La procureure de Paris, Laure Beccuau, a confirmé sur RTL que l’un d’eux a été identifié grâce à des traces ADN. Les cinq suspects ont été placés en garde à vue, onze jours après une première série d’interpellations, dont deux hommes déjà mis en examen pour « vol en bande organisée » et « association de malfaiteurs ».
Mais malgré ces avancées, le butin demeure introuvable. Et le symbole, lui, reste désastreux.
Un vol emblématique du déclin de l’État
En moins de huit minutes, un commando a pénétré au cœur du musée le plus visité du monde pour s’emparer des bijoux de la Couronne, pièces d’une valeur patrimoniale inestimable.
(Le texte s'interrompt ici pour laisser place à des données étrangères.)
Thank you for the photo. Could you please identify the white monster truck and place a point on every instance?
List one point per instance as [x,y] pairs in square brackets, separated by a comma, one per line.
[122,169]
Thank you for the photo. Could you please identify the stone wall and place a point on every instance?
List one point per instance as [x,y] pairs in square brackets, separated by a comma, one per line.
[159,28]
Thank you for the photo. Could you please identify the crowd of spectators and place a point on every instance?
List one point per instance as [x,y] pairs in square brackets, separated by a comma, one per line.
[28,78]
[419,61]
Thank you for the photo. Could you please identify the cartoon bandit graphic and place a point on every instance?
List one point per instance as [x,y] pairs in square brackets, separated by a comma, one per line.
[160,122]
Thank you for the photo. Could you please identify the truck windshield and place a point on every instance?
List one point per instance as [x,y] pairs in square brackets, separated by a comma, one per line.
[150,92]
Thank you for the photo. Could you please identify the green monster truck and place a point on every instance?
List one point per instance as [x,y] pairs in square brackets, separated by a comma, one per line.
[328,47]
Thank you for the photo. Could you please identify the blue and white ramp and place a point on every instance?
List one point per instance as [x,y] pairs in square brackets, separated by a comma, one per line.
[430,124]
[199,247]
Une opération d’une audace rare, révélant une faille majeure dans la sécurité du patrimoine français.
« Nous avons failli », a reconnu à juste titre le ministre de l’Intérieur, Gérald Darmanin, dénonçant une image « déplorable de la France ».
Le gouvernement a annoncé une enquête administrative confiée à la ministre de la Culture Rachida Dati, tandis qu’une commission d’enquête parlementaire doit être constituée pour examiner la sécurisation des musées nationaux.
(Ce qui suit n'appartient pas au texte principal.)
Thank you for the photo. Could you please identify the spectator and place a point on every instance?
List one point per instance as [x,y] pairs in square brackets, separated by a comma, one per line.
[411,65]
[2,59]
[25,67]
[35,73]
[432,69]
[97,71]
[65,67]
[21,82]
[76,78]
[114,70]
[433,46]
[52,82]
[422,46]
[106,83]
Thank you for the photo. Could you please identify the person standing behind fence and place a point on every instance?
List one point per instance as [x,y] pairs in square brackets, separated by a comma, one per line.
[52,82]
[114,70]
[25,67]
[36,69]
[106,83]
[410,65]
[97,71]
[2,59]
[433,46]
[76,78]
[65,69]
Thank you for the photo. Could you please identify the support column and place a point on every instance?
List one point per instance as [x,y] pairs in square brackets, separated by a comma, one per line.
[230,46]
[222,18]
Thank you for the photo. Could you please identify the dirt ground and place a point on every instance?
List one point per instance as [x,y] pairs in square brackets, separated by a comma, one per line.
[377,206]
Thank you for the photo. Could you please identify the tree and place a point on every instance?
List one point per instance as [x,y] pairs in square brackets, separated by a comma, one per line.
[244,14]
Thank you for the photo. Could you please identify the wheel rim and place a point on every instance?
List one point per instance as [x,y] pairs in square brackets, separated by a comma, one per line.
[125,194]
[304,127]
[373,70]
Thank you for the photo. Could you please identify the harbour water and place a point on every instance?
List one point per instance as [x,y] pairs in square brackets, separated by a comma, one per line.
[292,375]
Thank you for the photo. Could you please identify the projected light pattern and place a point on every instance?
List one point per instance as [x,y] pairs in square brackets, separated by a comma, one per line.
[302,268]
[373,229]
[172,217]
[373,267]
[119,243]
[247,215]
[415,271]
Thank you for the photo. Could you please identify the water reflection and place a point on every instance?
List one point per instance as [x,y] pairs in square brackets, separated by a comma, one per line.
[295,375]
Des vitrines vulnérables, l’irresponsabilité de l’État
Au cœur de la polémique : le choix du Louvre, en 2019, de remplacer ses anciennes vitrines blindées par des modèles dits « de haute sécurité ». Ces nouveaux dispositifs, présentés comme un progrès, se sont révélés moins résistants que les anciens.
Selon plusieurs sources, les vitrines précédentes, installées dans les années 1950, étaient équipées d’un système de repli automatique dans un coffre-fort en cas d’alerte, dispositif abandonné lors de la rénovation.
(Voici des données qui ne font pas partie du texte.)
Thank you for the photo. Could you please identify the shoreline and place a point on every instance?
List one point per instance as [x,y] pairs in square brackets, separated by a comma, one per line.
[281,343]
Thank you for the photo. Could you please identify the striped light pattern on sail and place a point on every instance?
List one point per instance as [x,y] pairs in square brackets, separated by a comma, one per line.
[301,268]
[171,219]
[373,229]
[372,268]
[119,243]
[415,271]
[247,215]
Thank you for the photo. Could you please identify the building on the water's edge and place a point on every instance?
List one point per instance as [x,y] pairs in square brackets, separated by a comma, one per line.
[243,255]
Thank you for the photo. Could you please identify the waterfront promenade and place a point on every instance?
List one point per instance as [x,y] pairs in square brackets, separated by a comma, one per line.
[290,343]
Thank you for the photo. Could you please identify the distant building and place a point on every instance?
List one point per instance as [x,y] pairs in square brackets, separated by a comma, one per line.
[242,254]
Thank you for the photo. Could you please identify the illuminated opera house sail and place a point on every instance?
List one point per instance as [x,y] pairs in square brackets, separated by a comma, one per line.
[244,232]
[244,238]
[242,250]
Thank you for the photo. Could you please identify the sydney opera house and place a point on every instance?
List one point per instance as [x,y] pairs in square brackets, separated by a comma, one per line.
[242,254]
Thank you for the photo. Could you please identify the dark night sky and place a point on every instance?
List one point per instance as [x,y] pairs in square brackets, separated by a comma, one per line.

« Le musée du Louvre affirme que les vitrines installées en décembre 2019 représentaient un progrès considérable en matière de sécurité », a fait valoir la direction.
Mais la réalité est tout autre : un progrès technique qui a tourné à la régression sécuritaire, autant qu’esthétique, révélant un État gestionnaire plus prompt à communiquer qu’à protéger.

Un patrimoine en péril
Ce cambriolage, au-delà du fait divers, est le révélateur d’une crise de l’État français, incapable d’assurer la défense de son propre patrimoine. Les joyaux de la Couronne, symboles de continuité historique et d’identité nationale, ont disparu en plein cœur de la capitale, dans un musée financé par l’argent public et censé être le mieux protégé d’Europe.
Alors que les gouvernements successifs vantent la « modernisation » des musées, la réalité rappelle cruellement que la France n’est plus capable de protéger ce qu’elle a de plus précieux. Entre vitrines fragiles, procédures défaillantes et absence d’anticipation, le Louvre devient malgré lui le miroir d’un État impuissant, où l’héritage national se volatilise au nom d’une modernité mal comprise.
« Il est encore temps de restituer ces bijoux », a imploré la procureure Laure Beccuau. Mais au-delà du butin, c’est la crédibilité même de la puissance publique qui semble, elle aussi, s’être envolée.
Sur ce sujet, il aurait été bon de s’inspirer des Britanniques, dont les joyaux de la Couronne d’une valeur inestimable sont conservés à la Tour de Londres depuis sept siècles. Un système de protection d’une rigueur exemplaire, mêlant tradition et haute technologie, qui n’a jamais failli. L’imprudence française, elle, aura permis qu’un pan entier de son patrimoine soit dérobé en plein jour, au cœur même de la capitale. Un scandale d’État autant qu’un symptôme : celui d’un pays qui ne protège plus ce qu’il a de plus précieux.